Diagnostic Performance of the GENEDIA MTB/NTM Detection Kit for Detecting Mycobacterium tuberculosis and Nontuberculous Mycobacteria With Sputum Specimens

• Published in: Annals of laboratory medicine Vol. 40; no. 2; pp. 169 - 173
• Main Authors: Shin, Sunghwan, Yoo, In Young, Shim, Hyang Jin, Kang, On Kyun, Jhun, Byung Woo, Koh, Won Jung, Huh, Hee Jae, Lee, Nam Yong
• Format: Journal Article
• Language: English
• Published: Korea (South) The Korean Society for Laboratory Medicine 01.03.2020; 대한진단검사의학회
• Subjects: Brief Communication; DNA, Bacterial - analysis; Humans; Multiplex Polymerase Chain Reaction; Mycobacterium Infections, Nontuberculous - diagnosis; Mycobacterium Infections, Nontuberculous - microbiology; Mycobacterium tuberculosis - genetics; Mycobacterium tuberculosis - isolation & purification; Nontuberculous Mycobacteria - genetics; Nontuberculous Mycobacteria - isolation & purification; Reagent Kits, Diagnostic; Sensitivity and Specificity; Sputum - microbiology; Tuberculosis - diagnosis; Tuberculosis - microbiology; 병리학; Mycobacterial culture; Mycobacterium tuberculosis complex; Real-time PCR; Detection; Performance; Nontuberculous mycobacteria
• ISSN: 2234-3806; 2234-3814
• DOI: 10.3343/alm.2020.40.2.169

The GENEDIA MTB/NTM Detection Kit (GENEDIA MTB/NTM; Green Cross Medical Science Corp., Chungbuk, Korea) is a multiplex real-time PCR assay used for differential identification of complex (MTBC) and nontuberculous mycobacteria (NTM).

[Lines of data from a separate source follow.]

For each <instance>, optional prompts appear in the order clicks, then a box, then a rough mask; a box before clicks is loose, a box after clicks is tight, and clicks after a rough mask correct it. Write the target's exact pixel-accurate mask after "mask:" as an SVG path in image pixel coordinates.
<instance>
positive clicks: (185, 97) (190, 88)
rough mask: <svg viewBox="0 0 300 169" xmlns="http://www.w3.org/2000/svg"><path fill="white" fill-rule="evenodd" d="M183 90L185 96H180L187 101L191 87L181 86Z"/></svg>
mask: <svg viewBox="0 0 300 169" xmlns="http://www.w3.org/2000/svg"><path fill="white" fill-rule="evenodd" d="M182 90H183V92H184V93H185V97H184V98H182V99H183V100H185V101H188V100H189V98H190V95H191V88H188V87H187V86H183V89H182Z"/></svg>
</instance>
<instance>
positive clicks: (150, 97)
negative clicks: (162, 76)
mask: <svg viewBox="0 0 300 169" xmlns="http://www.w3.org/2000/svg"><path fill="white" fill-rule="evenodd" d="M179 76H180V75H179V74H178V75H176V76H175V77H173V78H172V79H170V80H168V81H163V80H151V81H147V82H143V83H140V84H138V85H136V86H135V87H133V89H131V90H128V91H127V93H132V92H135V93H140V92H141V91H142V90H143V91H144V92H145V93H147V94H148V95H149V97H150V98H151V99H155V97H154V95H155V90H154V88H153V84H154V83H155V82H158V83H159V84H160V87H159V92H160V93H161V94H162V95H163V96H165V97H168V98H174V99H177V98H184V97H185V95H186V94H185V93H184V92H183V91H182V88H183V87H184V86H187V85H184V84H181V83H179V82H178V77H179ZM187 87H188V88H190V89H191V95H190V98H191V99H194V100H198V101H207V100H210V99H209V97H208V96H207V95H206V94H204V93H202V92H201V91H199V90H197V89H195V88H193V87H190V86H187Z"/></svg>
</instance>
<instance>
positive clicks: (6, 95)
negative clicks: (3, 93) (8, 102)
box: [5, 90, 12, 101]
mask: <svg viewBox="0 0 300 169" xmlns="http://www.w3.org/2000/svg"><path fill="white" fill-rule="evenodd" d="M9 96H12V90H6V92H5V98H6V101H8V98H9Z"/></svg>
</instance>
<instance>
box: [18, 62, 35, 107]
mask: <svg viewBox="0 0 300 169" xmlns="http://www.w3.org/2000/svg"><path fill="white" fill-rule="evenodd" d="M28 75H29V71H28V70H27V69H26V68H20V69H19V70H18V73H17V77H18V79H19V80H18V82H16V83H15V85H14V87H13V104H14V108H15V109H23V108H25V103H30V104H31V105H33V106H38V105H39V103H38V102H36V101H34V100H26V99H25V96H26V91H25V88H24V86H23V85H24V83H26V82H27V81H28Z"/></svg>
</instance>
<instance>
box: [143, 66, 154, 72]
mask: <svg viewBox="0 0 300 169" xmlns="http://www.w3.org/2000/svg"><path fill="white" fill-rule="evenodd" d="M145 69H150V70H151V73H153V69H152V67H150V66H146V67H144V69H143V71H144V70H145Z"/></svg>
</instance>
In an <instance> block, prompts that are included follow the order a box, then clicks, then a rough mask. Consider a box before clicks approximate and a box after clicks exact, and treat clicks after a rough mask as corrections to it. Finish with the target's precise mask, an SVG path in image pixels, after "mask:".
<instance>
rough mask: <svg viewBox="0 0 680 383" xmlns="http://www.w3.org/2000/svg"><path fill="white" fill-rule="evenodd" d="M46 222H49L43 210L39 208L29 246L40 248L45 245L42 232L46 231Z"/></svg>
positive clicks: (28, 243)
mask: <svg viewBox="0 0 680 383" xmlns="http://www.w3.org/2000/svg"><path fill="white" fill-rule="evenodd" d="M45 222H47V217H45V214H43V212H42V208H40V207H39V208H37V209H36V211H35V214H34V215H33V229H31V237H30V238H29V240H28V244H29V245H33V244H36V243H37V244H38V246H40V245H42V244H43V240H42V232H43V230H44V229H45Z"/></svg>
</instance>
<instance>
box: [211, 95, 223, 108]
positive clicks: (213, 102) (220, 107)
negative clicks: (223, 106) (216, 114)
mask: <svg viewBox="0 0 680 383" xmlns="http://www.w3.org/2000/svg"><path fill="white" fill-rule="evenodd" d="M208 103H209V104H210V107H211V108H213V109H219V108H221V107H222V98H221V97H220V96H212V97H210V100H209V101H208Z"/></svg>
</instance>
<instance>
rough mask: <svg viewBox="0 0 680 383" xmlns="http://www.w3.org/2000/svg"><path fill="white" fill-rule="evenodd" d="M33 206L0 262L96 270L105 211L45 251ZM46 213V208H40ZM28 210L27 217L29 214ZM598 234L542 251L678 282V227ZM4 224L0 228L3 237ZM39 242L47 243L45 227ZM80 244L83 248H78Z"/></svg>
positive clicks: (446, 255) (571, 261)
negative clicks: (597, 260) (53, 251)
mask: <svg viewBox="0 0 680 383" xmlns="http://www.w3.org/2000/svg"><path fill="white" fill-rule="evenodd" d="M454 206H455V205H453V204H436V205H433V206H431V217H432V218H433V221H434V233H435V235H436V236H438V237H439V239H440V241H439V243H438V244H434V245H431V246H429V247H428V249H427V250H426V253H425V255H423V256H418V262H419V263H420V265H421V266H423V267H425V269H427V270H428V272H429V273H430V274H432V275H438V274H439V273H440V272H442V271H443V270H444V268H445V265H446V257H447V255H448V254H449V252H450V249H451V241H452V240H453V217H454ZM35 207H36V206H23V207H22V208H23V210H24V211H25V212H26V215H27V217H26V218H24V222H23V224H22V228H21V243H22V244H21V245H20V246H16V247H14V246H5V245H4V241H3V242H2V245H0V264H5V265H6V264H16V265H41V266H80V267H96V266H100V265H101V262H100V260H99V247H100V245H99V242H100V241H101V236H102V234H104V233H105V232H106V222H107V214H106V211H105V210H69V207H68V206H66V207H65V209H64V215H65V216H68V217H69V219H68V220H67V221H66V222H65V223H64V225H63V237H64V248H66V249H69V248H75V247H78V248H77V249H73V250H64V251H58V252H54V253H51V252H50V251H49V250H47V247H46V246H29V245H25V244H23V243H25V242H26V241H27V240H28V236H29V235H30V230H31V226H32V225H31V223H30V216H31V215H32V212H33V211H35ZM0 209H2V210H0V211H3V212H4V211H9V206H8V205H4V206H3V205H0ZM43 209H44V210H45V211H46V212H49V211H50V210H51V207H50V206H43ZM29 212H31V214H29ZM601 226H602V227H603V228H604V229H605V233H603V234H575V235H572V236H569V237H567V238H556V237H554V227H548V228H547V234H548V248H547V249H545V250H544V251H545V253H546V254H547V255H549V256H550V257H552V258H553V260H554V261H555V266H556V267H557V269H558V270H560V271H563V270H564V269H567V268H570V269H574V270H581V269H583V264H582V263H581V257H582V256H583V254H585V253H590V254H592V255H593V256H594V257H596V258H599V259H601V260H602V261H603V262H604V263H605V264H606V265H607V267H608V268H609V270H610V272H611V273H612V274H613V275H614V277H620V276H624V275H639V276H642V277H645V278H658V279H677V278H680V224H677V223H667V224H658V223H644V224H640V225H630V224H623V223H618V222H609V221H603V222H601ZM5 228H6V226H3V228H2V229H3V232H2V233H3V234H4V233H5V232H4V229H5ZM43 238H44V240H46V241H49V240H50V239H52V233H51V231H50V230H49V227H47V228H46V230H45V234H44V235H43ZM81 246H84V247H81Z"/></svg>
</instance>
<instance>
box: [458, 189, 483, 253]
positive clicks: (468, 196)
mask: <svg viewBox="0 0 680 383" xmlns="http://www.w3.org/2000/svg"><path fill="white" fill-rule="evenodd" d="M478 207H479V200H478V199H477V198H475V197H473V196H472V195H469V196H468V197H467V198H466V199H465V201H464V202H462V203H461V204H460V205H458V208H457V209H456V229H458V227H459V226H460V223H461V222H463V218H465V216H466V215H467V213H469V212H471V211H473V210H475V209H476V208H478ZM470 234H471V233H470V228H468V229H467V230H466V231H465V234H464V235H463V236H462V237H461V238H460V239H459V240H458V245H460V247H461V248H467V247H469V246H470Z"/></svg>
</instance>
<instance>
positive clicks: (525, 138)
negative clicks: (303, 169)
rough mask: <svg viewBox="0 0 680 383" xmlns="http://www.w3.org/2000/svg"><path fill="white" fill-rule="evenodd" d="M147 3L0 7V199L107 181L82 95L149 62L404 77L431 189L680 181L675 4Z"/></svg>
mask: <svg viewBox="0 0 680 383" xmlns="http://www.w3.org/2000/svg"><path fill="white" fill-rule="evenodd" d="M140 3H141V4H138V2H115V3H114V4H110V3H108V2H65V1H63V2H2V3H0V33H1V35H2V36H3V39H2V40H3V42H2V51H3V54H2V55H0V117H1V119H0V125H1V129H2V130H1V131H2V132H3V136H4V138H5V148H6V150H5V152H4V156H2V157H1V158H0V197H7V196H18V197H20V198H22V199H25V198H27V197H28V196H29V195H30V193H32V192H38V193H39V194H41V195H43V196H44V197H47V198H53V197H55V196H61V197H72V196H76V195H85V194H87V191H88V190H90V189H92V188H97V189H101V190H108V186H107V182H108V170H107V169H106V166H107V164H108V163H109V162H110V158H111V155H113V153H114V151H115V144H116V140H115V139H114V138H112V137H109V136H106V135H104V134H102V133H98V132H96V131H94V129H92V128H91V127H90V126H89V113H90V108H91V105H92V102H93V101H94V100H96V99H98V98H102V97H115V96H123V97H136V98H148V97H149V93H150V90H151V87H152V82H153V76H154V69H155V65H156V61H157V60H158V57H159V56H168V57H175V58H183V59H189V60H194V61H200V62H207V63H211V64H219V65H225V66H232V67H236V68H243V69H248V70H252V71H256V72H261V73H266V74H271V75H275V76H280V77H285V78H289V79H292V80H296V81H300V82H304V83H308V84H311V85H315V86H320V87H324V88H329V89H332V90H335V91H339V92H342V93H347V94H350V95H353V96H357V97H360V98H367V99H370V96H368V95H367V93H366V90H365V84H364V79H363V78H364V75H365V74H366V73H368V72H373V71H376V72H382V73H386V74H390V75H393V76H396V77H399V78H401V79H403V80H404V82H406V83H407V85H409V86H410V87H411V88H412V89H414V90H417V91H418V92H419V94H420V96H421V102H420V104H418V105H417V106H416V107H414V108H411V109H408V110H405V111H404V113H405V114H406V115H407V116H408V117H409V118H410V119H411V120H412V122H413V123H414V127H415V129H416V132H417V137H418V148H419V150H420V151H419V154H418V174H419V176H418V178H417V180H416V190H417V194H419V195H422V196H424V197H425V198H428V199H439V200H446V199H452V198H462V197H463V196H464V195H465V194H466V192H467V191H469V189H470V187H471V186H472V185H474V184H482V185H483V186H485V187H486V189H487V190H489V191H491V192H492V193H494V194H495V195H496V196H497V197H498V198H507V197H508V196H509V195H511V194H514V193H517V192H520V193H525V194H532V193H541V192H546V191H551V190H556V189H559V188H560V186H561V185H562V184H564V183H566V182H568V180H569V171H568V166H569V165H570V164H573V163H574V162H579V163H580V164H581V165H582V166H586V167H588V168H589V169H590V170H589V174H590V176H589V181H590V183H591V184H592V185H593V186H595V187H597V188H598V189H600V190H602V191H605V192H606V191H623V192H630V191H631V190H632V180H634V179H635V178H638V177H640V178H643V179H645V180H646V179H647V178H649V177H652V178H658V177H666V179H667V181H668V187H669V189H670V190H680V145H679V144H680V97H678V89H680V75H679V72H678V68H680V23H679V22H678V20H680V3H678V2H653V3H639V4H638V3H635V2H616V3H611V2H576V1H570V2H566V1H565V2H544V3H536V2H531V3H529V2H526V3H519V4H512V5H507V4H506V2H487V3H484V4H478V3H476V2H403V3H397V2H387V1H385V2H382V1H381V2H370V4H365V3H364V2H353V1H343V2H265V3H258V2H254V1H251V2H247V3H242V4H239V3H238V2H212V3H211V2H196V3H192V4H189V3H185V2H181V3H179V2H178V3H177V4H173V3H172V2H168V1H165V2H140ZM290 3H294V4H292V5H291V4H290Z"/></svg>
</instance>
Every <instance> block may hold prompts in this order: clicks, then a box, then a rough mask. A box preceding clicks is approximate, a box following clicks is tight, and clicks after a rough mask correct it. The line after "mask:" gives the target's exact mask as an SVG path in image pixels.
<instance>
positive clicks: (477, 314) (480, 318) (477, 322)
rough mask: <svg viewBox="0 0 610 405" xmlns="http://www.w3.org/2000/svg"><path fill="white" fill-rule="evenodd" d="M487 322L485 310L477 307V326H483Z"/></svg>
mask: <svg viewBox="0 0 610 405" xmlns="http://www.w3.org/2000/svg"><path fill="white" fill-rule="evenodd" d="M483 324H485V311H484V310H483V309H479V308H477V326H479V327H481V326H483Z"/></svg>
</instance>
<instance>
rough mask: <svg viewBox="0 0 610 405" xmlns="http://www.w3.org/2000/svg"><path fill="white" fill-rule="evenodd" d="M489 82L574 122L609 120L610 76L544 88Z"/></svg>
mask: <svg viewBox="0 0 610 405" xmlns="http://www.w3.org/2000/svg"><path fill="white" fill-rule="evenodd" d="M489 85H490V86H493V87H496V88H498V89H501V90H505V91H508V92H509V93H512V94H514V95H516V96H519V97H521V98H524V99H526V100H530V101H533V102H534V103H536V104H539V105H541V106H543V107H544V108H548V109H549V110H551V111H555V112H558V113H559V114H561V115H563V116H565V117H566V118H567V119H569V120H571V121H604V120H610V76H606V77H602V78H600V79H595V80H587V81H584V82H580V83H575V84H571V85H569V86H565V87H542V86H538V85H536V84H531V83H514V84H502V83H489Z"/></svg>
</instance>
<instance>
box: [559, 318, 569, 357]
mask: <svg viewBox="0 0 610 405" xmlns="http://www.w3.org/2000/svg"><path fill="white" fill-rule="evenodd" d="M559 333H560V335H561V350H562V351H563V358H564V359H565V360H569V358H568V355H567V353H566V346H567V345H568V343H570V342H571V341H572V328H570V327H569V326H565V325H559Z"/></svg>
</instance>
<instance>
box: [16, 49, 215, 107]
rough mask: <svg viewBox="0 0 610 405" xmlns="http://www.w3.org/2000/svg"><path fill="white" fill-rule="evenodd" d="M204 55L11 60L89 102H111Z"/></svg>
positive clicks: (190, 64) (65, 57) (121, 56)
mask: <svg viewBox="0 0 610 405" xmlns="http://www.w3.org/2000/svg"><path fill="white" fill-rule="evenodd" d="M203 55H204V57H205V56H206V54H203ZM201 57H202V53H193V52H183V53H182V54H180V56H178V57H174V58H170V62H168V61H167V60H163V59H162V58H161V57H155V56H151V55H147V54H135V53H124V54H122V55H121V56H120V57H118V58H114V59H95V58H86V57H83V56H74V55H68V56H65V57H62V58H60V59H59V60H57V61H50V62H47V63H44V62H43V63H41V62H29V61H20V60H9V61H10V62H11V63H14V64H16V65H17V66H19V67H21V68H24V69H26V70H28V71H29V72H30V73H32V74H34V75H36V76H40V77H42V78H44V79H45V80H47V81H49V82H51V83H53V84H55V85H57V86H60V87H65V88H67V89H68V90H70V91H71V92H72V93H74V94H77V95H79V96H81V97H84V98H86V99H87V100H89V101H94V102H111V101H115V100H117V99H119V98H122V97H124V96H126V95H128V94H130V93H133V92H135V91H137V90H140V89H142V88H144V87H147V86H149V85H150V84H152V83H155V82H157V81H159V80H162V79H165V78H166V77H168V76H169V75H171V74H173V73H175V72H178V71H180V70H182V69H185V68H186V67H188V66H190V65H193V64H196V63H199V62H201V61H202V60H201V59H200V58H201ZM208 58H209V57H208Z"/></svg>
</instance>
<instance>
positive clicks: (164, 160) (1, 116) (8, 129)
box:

While the importance of differential identification of MTB/NTM is recognized, there is limited data on the performance of GENEDIA MTB/NTM assay to date. A total of 687 consecutive sputum specimens were cultured and analyzed with the GENEDIA MTB/NTM and GENEDIA MTB assays. Nineteen specimens (2.8%) were MTBC-positive, and 69 (10.0%) were NTM-positive based on mycobacterial culture. All specimens showed concordant results for MTBC using both assays, with a kappa value of 1.00, overall sensitivity of 63.2% (12/19), and specificity of 100% (668/668). The overall NTM sensitivity and specificity were 23.2% (16/69) and 99.7% (616/618) for GENEDIA MTB/NTM. The association between NTM-positivity using GENEDIA MTB/NTM and the diagnosis of NTM pulmonary disease was not statistically significant. In conclusion, the two real-time PCR assays showed similar diagnostic performance for MTBC detection. However, the sensitivity for NTM detection was lower than that for MTBC detection.